In May, when a girl was raped in Dachepalle in Guntur district, triggering clashes between two groups, Naidu had felt that the violence was orchestrated with political motive at the instance of the BJP. He also had a similar view when rumours spread across the State that dacoit gangs from the North India were on the prowl in the State which had led to lynching of those who roused suspicion.
Now, when the YSRCP leaders began attacking the State government for security lapse at Visakhapatnam Airport which led to the attack on Jagan Mohan Reddy, Naidu again expressed the same opinion and felt that something was really cooking in Delhi.
At a news conference on the day Jagan Mohan Reddy was attacked, he said that the sham attack had exposed the “treacherous” political game of the Centre which wanted creation of a major law and order problem and use it as a ruse to impose president’s rule.
The YSRC dismissed as some kind of paranoia Naidu’s fears that something abominable was going to happen and that they were tending to believe that Naidu, in fact, wanted President’s rule imposed in the estate so that he could whip up a sympathy wave in his favour as people were now rallying behind Jagan Mohan Reddy and not him.
The YSRCP’s line of argument is that the TDP would engineer more attacks on Jagan Mohan Reddy with the sole intention of creation of disturbances so that Central rule would be imposed. This was exactly the reason why an attempt has been made at Jagan Mohan Reddy at Vizag airport and expressed suspicion that the TDP might be behind the attack.

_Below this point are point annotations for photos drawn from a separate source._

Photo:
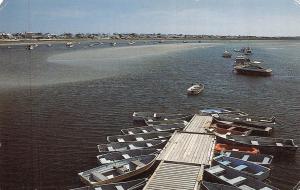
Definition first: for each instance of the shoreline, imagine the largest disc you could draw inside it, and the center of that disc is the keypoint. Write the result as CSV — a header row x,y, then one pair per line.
x,y
60,41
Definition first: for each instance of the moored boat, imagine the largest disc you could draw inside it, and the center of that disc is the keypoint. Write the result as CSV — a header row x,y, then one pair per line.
x,y
223,111
230,176
261,159
127,185
229,130
262,131
253,170
195,89
123,146
154,116
252,69
139,137
116,156
264,144
224,147
248,120
216,186
117,171
154,128
226,54
166,122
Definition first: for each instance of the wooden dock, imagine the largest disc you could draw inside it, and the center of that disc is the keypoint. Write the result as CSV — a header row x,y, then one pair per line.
x,y
184,158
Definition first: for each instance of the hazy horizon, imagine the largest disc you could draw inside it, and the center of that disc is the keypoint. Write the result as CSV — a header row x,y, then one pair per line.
x,y
200,17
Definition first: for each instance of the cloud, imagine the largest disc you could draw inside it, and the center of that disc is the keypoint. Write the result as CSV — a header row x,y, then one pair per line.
x,y
297,2
3,4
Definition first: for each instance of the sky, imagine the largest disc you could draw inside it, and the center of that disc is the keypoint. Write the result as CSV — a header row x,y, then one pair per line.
x,y
213,17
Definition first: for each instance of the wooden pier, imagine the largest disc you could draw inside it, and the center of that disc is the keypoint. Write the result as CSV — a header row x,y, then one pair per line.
x,y
184,158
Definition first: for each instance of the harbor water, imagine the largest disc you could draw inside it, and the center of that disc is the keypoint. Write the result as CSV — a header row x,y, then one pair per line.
x,y
58,103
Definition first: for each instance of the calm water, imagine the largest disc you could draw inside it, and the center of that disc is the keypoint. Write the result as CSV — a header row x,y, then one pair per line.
x,y
49,132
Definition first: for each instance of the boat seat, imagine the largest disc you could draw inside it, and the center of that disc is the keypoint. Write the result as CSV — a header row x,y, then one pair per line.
x,y
110,176
119,187
132,147
266,160
126,156
254,142
240,167
138,163
245,187
122,169
259,173
110,148
245,157
216,170
99,176
279,144
265,188
104,161
225,162
149,144
223,178
236,181
227,154
139,138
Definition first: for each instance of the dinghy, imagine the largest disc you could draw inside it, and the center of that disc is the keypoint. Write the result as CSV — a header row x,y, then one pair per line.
x,y
154,128
117,171
224,147
127,185
253,170
264,144
123,146
229,176
222,110
216,186
261,159
116,156
139,137
231,130
262,131
153,116
166,122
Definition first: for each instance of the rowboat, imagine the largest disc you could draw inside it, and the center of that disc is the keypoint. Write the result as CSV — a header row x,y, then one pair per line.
x,y
252,69
253,170
139,137
154,128
216,186
229,130
224,147
229,176
166,122
127,185
141,116
116,156
258,122
123,146
195,89
255,131
226,54
262,159
117,171
264,144
222,110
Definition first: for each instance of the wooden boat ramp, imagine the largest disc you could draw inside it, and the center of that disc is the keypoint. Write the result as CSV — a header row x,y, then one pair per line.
x,y
183,159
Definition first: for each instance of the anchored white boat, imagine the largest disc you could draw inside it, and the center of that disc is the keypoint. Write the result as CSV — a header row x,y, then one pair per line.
x,y
195,89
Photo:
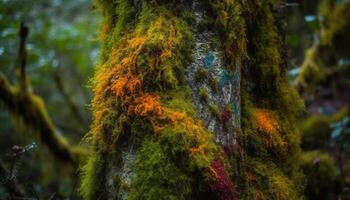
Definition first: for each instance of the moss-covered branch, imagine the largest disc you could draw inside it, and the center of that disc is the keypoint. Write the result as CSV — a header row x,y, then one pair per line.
x,y
25,105
328,55
30,108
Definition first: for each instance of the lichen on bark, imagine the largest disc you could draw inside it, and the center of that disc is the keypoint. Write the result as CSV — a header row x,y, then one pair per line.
x,y
152,135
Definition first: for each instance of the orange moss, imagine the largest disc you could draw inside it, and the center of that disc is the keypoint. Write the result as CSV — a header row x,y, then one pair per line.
x,y
250,177
258,195
199,149
267,123
145,105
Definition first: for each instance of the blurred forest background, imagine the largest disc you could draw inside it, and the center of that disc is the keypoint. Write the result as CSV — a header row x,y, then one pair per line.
x,y
63,48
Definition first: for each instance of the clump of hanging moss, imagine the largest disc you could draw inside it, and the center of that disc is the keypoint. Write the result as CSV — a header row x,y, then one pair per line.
x,y
321,60
141,81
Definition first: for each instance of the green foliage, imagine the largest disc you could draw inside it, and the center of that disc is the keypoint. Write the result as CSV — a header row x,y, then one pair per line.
x,y
201,74
215,110
322,176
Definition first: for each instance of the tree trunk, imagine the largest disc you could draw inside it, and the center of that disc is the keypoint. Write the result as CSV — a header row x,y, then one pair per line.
x,y
191,102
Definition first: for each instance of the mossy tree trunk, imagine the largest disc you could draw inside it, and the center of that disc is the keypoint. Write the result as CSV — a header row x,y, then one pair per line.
x,y
191,102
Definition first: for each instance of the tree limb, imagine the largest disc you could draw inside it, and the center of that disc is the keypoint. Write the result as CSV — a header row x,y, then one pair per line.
x,y
30,108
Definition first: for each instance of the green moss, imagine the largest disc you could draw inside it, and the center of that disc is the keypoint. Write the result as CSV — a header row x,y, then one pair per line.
x,y
316,130
93,178
201,74
215,110
322,175
214,85
203,94
166,170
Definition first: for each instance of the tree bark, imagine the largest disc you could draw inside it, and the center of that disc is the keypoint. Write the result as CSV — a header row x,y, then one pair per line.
x,y
192,102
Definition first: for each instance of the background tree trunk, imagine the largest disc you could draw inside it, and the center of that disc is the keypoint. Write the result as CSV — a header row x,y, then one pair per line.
x,y
192,102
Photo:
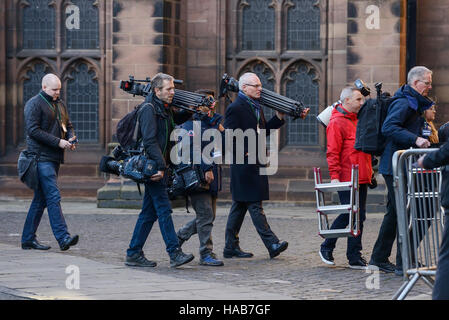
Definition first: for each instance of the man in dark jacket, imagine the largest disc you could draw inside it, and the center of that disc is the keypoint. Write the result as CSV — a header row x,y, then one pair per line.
x,y
49,133
402,128
156,122
204,202
434,160
248,187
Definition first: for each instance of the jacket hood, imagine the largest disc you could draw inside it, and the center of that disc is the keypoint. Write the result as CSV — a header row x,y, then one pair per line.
x,y
416,101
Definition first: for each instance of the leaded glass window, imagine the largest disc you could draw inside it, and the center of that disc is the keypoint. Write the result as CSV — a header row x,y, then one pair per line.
x,y
302,85
303,25
38,18
258,25
81,25
82,103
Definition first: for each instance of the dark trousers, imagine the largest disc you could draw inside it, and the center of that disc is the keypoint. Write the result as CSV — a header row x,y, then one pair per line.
x,y
354,248
235,220
156,206
441,287
46,196
388,230
205,206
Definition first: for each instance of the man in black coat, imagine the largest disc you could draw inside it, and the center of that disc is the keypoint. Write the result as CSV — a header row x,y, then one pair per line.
x,y
49,133
248,186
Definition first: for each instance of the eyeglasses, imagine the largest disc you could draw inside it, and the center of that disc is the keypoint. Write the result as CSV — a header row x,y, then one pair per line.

Naidu, to strike the iron while it was still hot, rushed to Delhi to expose, before the national audience, the insidious designs of the Centre in the States where non-BJP parties are in power. He gave a blow-by-blow account of what had happened in Andhra Pradesh after the attack on Jagan Mohan Reddy and felt that democracy was in its death throes now under BJP’s dispensation.
He wanted the regional parties to join hands to throw out the BJP lock, stock and barrel in the next elections. He explained how the BJP had let Andhra Pradesh down even though its economy remained belly-up after the division of the State with no infusion of financial succor from the Centre.
He met Opposition leaders In Delhi before addressing the media where he got a commitment from them to wage a united battle against the NDA. BSP supremo Mayavathi reportedly committed her support to Naidu’s ongoing crusade against the NDA and had even told him that she would not mind even if Naidu took the lead in cobbling a coalition with a common minimum programme. She even did not mind inclusion of the Congress in the new political formation.
Now the YSRCP is also getting ready to put forth its line of argument before the national media – how dictatorial the TDP regime had become and the subtle and sometimes flagrant methods it uses to stymie the Opposition like engineering the attack on Jagan Mohan Reddy.
The leaders want to establish that the attack on Jagan Mohan Reddy was genuine and that the TDP was saying that it was publicity stunt after the entire operation went sour.
But the question is whether the people would be so naïve to be carried away by the arguments of both the sides. After watching the no-holds-barred battle on the streets after the attack on Jagan Mohan Reddy, no one is impressed by either party.
The talk of disturbances, Operation Garuda and imposition of President’s rule may not cut ice with the people. In the same breath, YSRCP’s argument that Naidu was trying to create law order problem hoping that the BJP would impose Central rule is also equally untenable and rather farfetched.
Till now, political parties fought on policy failures of the other when it was in power. Now they are fighting over what the other may do in future to harm the State. This is a new trend to impress the voters and polarise them against their rivals. But this may not work since voters are several times smarter than they think.